The Health Department worked with Pittsburgh Theological Seminary, Pennsylvania Interfaith Impact Network and Christian Associates of Southwest Pennsylvania to create a packet that helps clergy address the issue with their congregations. It includes statistics from the health department that can be included in church bulletins and ways to connect the issue to scripture.
“That’s what we tried to do in the production of the preventing gun violence resource,” said Liddy Barlow executive minister of Christian Associates. “To help clergy connect ancient texts to contemporary issues so that in the pews, people’s consciousness will be sparked by this and they’ll hear our message that will really change lives.”
She said Christians possess the tools needed to prevent gun violence.
“We have a book that tells us to beat swords into ploughshares,” Barlow said. “So I think ultimately our faith is our primary tool to use in entering into this conversation.”

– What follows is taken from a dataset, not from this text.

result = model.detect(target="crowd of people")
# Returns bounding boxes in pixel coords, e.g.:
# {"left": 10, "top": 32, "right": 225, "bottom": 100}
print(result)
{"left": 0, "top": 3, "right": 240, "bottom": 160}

Dr. Helen Blier, director of continuing education at Pittsburgh Theological Seminary, said pastors want to help change their communities and see seminary education as a gateway into helping professions.
“They have a vision for how they want things to be in the world – something more humane, more just, more good – and the ministry training becomes a mechanism for it,” Blier said.
She said they hope the pamphlet will give ministers who sometimes feel overwhelmed by the violence in their communities a step-by-step guide to take the first steps to improve the communities they serve.
The packet also shares the regrets of people who committed crimes in the past.
“We’re trying to give perspectives from multiple communities affected by gun violence — the health care community, the perpetrator, the victim, the bystander, the communities that surround all of these folks – and give people multiple angles of entry to what is ostensibly a very complex issue,” Blier said.
The issue doesn’t just affect the inner city, Hacker said. She said the number of murders in the county was about the same as the number in the city last year, which hasn’t been the case historically. The pamphlet is just one of several measures the Health Department is taking to address the issue.
“This is part of a much bigger puzzle,” Hacker said.